Doch dieses Konstrukt hat einen riesigen Schönheitsfehler – ihm wurde von den US-Geheimdiensten faktisch der Boden unter den Füßen weggezogen. Mutmaßlich unter Druck gesetzt durch Russland, das für seine Sichtweise Belege vorlegte und die USA aufforderte, gefälligst dasselbe zu tun, hielten auch die USA am 22. Juli 2014 eine Pressekonferenz ab, zu der „ausgewählte“ Journalisten geladen wurden. Eigentlich sollten dort drei Geheimdienstler – unter der Bedingung der Anonymität – den Reportern hieb- und stichfest erörtern, weshalb die Regierung zu den jeweiligen Schlussfolgerungen gelangt war. Das Ergebnis war jedoch das genaue Gegenteil: „Der US-Geheimdienst hat nach Regierungsangaben bislang keine Beweise für eine direkte Beteiligung Russlands an dem mutmaßlichen Abschuss eines Passagierflugzeuges in der Ostukraine.“[33]
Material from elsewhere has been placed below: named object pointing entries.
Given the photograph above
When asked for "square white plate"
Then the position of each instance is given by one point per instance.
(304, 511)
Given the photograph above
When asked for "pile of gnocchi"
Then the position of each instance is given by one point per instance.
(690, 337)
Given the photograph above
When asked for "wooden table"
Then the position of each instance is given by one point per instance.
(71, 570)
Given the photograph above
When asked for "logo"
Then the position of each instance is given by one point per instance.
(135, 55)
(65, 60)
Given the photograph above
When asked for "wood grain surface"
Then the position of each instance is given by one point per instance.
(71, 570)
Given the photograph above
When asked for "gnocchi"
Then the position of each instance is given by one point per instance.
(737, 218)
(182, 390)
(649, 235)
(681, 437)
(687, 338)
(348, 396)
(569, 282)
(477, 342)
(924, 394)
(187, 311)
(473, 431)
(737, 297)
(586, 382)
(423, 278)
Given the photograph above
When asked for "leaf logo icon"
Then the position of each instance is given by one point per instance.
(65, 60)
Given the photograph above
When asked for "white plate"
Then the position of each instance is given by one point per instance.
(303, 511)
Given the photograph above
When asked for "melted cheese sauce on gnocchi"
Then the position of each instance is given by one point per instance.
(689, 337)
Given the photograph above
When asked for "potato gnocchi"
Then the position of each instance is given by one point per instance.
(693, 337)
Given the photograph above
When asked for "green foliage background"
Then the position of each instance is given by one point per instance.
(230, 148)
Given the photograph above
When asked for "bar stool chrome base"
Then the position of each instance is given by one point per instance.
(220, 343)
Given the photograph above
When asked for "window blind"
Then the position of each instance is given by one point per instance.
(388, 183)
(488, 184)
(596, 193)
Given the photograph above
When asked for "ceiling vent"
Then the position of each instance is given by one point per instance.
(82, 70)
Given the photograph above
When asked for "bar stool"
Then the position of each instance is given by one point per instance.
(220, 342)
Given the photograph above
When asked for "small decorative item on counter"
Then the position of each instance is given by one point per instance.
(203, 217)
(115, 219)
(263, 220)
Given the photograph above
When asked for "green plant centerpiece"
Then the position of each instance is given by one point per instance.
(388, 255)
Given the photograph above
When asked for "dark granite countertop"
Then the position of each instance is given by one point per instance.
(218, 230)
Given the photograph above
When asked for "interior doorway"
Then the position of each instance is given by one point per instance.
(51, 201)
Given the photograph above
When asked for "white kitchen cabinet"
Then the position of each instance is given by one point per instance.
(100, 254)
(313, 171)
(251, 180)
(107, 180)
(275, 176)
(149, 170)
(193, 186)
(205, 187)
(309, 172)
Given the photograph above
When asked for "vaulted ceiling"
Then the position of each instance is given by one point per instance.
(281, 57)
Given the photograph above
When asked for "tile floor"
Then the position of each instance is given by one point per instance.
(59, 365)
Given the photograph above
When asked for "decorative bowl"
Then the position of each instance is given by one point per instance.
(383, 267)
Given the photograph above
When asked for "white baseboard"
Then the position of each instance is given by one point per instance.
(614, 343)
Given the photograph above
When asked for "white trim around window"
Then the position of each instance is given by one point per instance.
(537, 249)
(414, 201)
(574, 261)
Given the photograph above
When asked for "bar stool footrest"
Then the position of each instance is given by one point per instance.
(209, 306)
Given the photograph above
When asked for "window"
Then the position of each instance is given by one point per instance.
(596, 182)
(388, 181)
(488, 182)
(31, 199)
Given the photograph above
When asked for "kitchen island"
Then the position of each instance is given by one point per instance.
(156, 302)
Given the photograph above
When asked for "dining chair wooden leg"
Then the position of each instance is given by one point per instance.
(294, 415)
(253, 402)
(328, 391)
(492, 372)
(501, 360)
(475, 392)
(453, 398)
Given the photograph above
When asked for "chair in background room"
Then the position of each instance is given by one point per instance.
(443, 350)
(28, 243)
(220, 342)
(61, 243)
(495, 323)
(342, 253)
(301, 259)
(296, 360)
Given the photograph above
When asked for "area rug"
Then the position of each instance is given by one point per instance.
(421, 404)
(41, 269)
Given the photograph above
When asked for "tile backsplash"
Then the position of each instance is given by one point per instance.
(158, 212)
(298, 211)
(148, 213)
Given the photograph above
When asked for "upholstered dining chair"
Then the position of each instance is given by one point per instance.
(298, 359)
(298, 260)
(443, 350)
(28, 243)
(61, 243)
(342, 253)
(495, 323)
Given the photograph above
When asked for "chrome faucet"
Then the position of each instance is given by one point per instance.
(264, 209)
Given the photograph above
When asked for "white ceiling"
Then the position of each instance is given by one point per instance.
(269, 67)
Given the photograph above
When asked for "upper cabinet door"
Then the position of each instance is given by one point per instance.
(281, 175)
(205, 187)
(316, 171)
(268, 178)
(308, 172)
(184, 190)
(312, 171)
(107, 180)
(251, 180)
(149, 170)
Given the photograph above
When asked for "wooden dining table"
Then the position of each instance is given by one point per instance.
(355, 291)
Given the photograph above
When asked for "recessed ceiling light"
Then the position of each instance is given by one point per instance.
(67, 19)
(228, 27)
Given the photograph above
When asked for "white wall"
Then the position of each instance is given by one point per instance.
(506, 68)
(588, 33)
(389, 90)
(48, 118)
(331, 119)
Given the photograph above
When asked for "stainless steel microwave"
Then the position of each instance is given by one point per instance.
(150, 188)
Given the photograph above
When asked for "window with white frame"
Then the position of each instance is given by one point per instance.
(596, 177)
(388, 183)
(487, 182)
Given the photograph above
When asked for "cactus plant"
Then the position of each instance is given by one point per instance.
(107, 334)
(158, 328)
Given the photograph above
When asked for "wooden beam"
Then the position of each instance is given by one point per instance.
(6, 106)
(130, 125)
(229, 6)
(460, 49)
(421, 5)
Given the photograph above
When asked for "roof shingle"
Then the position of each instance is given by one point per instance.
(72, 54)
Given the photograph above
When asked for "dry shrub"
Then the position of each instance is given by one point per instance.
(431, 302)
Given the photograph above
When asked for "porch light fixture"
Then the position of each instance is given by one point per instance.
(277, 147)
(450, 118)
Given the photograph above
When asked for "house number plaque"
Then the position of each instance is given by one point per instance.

Festgehalten wird allerdings weiter daran, die Rebellen für verantwortlich zu halten, da man Erkenntnisse habe, dass die Rakete von einem Gebiet abgeschossen worden sei, das sich unter ihrer Kontrolle befunden habe: „Der US-Geheimdienst geht mittlerweile davon aus, dass pro-russische Separatisten den Flug MH17 aus Versehen abgeschossen haben.“[34] Allerdings wurden hierfür erneut keine schlüssigen Beweise vorgelegt. Stattdessen antwortete einer der Geheimdienstler auf die Frage, was über diejenigen bekannt sei, die die Rakete abgefeuert hätten: „wir kennen keine Namen, wir kennen keinen Rang und wir sind nicht einmal 100% sicher, was deren Nationalität anbelangt.“[35]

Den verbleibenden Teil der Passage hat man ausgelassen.